The Fine Art of Game Leadership

Games are more than fun: they can be played to accomplish many goals.  Games can help children get acquainted easily and enjoy being together. Games can meet the needs of the whole group and individuals at the same time. For example, games give children a chance to:

• Be active and noisy

• Learn teamwork and fair play

• Learn to win, loose or draw good – naturedly

• Be both a leader and a follower

Games can present new information or skill in an attractive way. Games can help children appreciate diversity. Games help children learn the importance of cooperation.

Basic Rules of Thumb for Good Game Leadership

1. Keep the game snappy and vigorous.

2. ALWAYS end the game BEFORE it goes dead.

3. Select the game with the abilities of the group in mind.

4. Know the game your self before trying to teach it.

5. Make sure that everyone understands the basic rules of the game, however, teach only the minimum essentials.

6. Have all your game equipment ready and be sure the play area is safe and adequate.

7. Get the attention of the group before trying to explain the game. Explain the game with the children near you. Yelling to the outfield or shouting about the noise of a group will only result in confusion and a sore throat.

8. Get the play started as soon as possible. Refine later.
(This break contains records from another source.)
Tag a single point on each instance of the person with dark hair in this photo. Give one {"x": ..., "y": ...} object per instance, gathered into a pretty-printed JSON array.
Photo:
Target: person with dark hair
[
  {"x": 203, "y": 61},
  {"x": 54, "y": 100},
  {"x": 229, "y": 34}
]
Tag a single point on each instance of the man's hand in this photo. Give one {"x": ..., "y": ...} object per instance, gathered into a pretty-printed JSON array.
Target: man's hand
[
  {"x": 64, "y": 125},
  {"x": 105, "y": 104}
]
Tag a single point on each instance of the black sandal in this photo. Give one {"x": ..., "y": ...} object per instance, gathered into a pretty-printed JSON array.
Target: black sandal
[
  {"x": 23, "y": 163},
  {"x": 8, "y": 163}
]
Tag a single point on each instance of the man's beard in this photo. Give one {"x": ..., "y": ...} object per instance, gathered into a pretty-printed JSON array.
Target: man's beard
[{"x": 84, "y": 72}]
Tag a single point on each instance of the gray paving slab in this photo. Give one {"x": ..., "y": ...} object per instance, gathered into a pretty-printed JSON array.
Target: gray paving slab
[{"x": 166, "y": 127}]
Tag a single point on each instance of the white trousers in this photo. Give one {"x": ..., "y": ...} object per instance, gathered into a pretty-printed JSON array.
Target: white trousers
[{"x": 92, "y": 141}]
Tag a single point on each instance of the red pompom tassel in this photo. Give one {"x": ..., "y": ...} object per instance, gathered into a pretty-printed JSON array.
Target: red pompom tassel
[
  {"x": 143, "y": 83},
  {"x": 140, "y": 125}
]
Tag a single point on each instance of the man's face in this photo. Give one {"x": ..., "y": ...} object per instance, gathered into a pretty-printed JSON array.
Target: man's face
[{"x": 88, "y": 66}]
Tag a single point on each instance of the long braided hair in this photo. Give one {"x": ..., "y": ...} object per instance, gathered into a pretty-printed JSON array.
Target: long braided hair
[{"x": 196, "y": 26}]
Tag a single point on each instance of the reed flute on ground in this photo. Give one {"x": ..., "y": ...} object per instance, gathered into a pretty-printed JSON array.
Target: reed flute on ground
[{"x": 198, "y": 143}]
9. Alternate high activity games with quieter games.

10. Stress cooperative games.

Sportsmanship

Remember, you are teaching individuals…not just a game. Decisions must be fair and rules must be enforced.

You’ve heard it before but it is most important aspect of playing a game: “It’s not who wins or loses that really counts, but how the game was played.”

Plan Ahead

A game period should be well-planned, just like anything else you do in a camp setting. Nothing will kill a game faster than poor planning.